DECLARATION N°17 DU MIDH CONTRIBUTION DU MIDH, LUE PAR Me DOUMBIA, AUX TRAVAUX DU FORUM POUR LA RÉCONCILIATION NATIONALE

 

Monsieur le Président du Forum,

Mesdames et Messieurs du Directoire du Forum,

Mesdames et Messieurs

 

Depuis la prise du pouvoir le 25 octobre 2000 par Monsieur Laurent GBAGBO, le débat politique ivoirien est rythmé sinon par une préoccupation, du moins par un mot : la réconciliation.

 

Mais depuis cette même date, toutes les solutions ébauchées par le Chef de l’État seront contrariées par son propre pouvoir. Il n’y a ici qu’à rappeler qu’à l’occasion des élections législatives de décembre 2000, le gouvernement refusera de se plier aux recommandations de report d’une semaine des élections, faites par le Comité de Médiation et de Réconciliation Nationale pour préserver la paix sociale. Ainsi, nous ne ferons pas l’économie de dizaines de morts. Pourtant, ce comité est une création du chef de l’État lui-même.

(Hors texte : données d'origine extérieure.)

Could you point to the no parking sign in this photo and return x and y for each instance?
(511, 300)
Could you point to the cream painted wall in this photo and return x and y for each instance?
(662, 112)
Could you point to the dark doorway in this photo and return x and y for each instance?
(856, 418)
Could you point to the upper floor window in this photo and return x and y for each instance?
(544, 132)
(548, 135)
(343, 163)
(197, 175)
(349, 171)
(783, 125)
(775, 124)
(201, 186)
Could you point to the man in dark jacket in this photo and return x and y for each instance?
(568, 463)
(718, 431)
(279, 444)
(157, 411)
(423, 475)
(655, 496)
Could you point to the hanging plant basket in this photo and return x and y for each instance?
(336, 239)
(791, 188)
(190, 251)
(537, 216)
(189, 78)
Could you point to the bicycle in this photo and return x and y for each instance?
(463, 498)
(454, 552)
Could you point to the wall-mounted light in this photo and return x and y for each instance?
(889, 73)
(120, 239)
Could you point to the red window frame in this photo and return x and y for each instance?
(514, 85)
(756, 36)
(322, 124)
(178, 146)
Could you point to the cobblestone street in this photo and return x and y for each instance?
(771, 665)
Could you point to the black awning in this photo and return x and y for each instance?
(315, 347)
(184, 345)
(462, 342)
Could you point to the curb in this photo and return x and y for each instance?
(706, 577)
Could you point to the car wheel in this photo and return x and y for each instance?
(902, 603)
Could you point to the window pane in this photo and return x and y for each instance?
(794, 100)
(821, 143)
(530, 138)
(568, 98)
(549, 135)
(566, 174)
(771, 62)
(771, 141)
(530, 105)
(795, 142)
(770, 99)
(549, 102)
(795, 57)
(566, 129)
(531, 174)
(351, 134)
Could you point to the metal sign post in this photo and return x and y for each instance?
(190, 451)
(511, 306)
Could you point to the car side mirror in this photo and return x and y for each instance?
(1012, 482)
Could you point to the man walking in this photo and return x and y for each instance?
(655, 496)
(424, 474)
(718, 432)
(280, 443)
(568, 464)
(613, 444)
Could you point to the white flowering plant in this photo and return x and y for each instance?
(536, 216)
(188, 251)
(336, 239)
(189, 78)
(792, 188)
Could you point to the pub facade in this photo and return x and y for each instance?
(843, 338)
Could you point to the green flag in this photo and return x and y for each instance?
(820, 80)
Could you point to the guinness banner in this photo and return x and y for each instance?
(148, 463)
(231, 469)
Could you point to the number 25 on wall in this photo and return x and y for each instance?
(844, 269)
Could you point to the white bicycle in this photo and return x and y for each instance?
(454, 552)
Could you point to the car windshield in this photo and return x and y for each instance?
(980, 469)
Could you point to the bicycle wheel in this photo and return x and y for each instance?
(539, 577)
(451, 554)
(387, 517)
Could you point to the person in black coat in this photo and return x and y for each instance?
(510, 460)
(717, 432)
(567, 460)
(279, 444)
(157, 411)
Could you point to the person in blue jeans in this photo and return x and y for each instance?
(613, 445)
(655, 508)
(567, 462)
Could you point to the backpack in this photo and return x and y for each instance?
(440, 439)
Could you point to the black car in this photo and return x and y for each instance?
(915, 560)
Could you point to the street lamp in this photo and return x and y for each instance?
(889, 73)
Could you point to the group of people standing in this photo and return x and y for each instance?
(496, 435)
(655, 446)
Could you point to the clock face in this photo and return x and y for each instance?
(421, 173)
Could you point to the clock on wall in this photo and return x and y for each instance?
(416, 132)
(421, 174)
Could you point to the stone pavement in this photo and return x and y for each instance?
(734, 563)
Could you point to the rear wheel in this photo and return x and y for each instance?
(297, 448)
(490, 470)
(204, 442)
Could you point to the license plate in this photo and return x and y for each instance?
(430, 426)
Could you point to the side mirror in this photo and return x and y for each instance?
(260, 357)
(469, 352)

Viennent ensuite les travaux de Bassam du même Comité de Médiation et de Réconciliation Nationale. Les conclusions consensuelles de ces travaux de Bassam qui rendent inutile le présent forum seront soigneusement rangées dans les tiroirs du pouvoir qui ne les voit pas d’un bon œil. Encore une fois, l’action gouvernementale montrait la vanité d’une louable entreprise de réconciliation.

 

Pour cette raison, nous ne sommes pas de ceux qui étaient optimistes à l’idée de ce forum, et le Chef de l’État lui-même vient de nous donner raison en précisant que les conclusions du Forum n’auront aucune valeur contraignante.

Nous pouvons donc légitimement croire que l’idée même de Forum a pour seul objectif de faire croire à une intense activité de réconciliation.

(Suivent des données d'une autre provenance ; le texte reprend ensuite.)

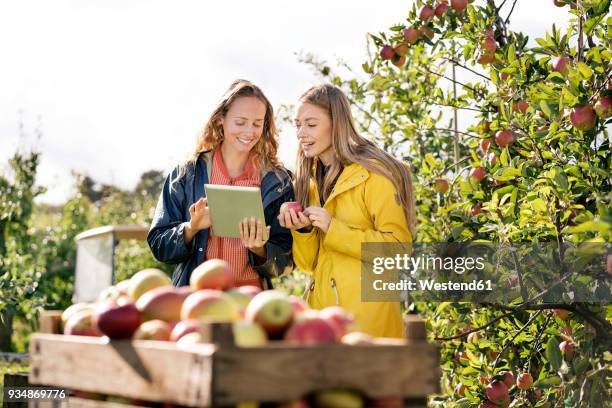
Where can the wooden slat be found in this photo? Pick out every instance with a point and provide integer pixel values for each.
(147, 370)
(50, 321)
(74, 402)
(284, 372)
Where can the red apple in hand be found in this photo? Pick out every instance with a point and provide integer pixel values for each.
(583, 117)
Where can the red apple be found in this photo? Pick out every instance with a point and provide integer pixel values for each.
(478, 174)
(460, 355)
(340, 320)
(508, 378)
(427, 32)
(298, 304)
(81, 323)
(310, 328)
(401, 50)
(486, 58)
(145, 280)
(117, 319)
(568, 350)
(270, 309)
(248, 334)
(560, 64)
(426, 13)
(520, 106)
(442, 185)
(524, 381)
(398, 60)
(489, 45)
(441, 9)
(163, 303)
(153, 330)
(504, 138)
(485, 144)
(496, 391)
(460, 389)
(184, 327)
(209, 305)
(411, 35)
(386, 53)
(583, 117)
(603, 107)
(459, 5)
(477, 209)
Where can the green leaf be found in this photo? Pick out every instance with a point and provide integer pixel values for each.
(590, 226)
(553, 354)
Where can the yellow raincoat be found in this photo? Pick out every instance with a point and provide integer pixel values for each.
(363, 209)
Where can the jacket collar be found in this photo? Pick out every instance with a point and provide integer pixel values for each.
(352, 176)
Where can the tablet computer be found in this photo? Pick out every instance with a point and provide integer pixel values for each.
(229, 205)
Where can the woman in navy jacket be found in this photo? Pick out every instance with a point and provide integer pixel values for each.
(239, 143)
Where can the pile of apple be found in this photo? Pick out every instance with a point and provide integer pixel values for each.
(148, 307)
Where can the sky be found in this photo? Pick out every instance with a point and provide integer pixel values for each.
(119, 87)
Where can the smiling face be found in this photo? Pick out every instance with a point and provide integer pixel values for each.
(313, 126)
(243, 124)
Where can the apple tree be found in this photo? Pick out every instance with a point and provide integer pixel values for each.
(508, 141)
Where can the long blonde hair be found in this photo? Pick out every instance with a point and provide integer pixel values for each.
(349, 147)
(211, 134)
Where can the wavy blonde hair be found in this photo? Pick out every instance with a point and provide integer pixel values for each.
(211, 134)
(349, 147)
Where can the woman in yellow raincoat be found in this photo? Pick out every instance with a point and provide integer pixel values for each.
(352, 192)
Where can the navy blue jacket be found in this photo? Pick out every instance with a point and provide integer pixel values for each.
(166, 238)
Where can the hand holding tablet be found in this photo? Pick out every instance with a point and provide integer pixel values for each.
(229, 207)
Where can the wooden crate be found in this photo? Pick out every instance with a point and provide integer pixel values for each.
(219, 374)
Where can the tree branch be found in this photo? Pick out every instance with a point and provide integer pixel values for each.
(531, 319)
(509, 14)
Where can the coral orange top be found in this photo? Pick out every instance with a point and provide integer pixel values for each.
(231, 249)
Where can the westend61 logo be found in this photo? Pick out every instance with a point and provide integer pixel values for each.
(485, 272)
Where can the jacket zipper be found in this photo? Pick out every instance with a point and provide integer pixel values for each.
(308, 291)
(335, 287)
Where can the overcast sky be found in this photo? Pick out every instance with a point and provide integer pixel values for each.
(119, 87)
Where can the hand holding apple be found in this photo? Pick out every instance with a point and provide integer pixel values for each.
(252, 237)
(292, 217)
(319, 217)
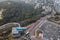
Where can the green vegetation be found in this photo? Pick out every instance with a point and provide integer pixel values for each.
(19, 12)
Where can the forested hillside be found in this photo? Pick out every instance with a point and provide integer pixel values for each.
(19, 12)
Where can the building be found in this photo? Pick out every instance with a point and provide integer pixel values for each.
(18, 31)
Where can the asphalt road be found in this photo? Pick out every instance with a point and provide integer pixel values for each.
(38, 24)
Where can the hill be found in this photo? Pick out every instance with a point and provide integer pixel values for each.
(19, 12)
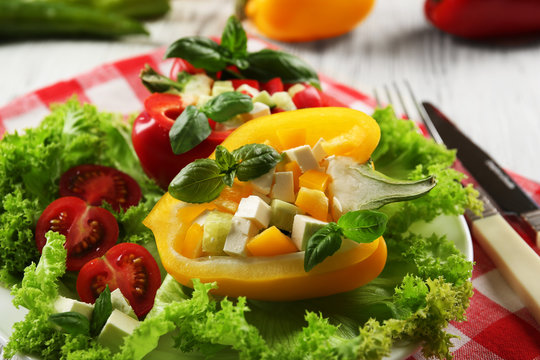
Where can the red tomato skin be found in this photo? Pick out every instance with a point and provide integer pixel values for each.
(117, 269)
(75, 226)
(95, 183)
(150, 137)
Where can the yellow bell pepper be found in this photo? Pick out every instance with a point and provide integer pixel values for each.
(305, 20)
(278, 277)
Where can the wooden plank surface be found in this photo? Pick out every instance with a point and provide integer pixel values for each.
(491, 91)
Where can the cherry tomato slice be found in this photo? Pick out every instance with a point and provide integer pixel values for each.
(128, 267)
(97, 183)
(151, 142)
(89, 230)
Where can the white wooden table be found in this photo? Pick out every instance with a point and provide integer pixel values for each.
(491, 92)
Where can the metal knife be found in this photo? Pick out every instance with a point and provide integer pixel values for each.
(515, 259)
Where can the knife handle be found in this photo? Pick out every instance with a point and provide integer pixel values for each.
(516, 261)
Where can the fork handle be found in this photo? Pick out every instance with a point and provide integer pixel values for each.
(516, 261)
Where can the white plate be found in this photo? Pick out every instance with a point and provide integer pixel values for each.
(455, 229)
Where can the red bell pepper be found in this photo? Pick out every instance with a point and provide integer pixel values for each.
(484, 18)
(150, 136)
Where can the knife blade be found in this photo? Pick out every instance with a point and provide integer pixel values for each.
(514, 258)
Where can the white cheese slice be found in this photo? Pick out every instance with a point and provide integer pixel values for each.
(283, 188)
(304, 157)
(303, 228)
(63, 304)
(255, 209)
(117, 327)
(263, 184)
(241, 231)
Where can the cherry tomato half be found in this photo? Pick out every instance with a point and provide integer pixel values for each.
(97, 183)
(126, 266)
(89, 230)
(150, 138)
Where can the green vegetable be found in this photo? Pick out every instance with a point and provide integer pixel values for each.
(362, 226)
(202, 180)
(31, 165)
(38, 19)
(262, 65)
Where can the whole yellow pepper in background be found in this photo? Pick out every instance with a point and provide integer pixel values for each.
(304, 20)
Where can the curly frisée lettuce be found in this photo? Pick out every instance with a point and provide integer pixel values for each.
(31, 165)
(424, 286)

Autrement, et si le Forum avait d’autres objectifs que cela aux yeux du pouvoir, comment aurait-il pu se tenir alors que rien n’est fait pour arrêter les iniquités et violences qui continuent, et que n’ont pas encore été faits les procès sur des évènements graves comme ceux de :

  • Septembre 2000,
  • Octobre 2000 avec la « parenthèse » du charnier de Yopougon,
  • Décembre 2000 avec la « parenthèse » des viols de manifestantes sur les lieux d’arrestation autant que sur les lieux de détention,
  • Janvier 2001, avec ses nombreux inculpés qui ne demandent qu’à être jugés, ce que la justice refuse.
  • Les violences en milieux estudiantins,
  • Les violences envers les étrangers.

Reste que nous sommes là, à ce forum, et que les principaux participants ont exprimé leurs desiderata pour la réconciliation.

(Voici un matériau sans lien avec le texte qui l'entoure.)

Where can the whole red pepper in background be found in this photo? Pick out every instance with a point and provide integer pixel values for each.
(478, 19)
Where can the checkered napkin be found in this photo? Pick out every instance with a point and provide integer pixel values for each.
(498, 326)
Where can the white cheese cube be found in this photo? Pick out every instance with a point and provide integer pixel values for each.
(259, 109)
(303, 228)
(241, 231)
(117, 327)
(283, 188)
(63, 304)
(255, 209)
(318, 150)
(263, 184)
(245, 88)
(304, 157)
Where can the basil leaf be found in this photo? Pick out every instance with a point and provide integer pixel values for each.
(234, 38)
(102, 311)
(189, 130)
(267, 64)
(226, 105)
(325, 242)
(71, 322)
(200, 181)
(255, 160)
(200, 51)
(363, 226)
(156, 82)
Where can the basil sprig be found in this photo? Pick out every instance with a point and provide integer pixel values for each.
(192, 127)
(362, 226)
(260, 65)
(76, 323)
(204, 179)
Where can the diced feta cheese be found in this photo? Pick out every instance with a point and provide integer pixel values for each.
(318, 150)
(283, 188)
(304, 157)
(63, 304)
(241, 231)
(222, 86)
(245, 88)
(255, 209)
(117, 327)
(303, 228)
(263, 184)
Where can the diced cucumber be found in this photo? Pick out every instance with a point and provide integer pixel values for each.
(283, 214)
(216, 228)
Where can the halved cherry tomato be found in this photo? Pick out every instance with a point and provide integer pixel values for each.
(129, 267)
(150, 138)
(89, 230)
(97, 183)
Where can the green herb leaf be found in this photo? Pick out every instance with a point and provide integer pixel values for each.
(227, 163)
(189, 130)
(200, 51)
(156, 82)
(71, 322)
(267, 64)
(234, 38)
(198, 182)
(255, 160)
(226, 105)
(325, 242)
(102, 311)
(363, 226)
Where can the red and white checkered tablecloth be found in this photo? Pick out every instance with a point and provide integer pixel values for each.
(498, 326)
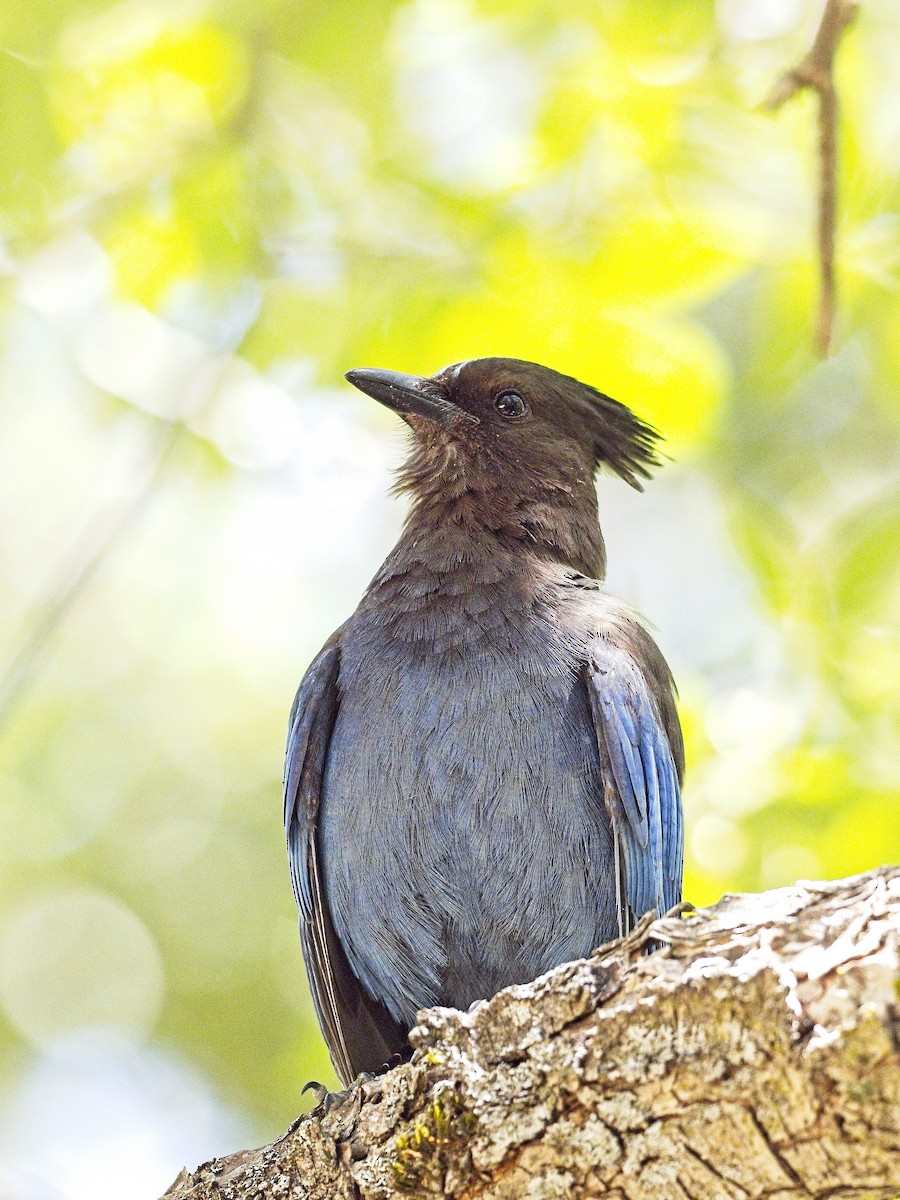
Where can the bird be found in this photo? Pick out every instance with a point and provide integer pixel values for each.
(484, 762)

Toutes ces conditions ou desiderata ressemblent malheureusement à la recherche d’un accord exclusivement politique qu’une partie de la classe politique entend mettre en place dans sa quête de survie, prenant de la sorte en otage l’expression de la volonté populaire et les exigences élémentaires en matière de droits de l’homme et de respect de la dignité humaine

 

 Il nous plaît à ce stade de formuler quelques réflexions sur certaines des conditions qui semblent constituer l’essentiel de la question de la réconciliation nationale.

 

1.      La réhabilitation de Monsieur Alassane Ouattara

 

Ici s’opposent ceux qui préconisent la solution politique et ceux qui indiquent la solution judiciaire. Dans un État de droit, la question ne se poserait pas, tant il est évident que les litiges de nationalité et d’éligibilité relèvent du judiciaire. Mais sommes-nous dans un État de droit ?  Notre justice, celle-là qui de tous temps s’est toujours soigneusement rangée aux côtés du pouvoir contre le citoyen ; cette justice est-elle à même de solutionner ce délicat problème dont l’implication sur la cohésion sociale n’est plus à démontrer ?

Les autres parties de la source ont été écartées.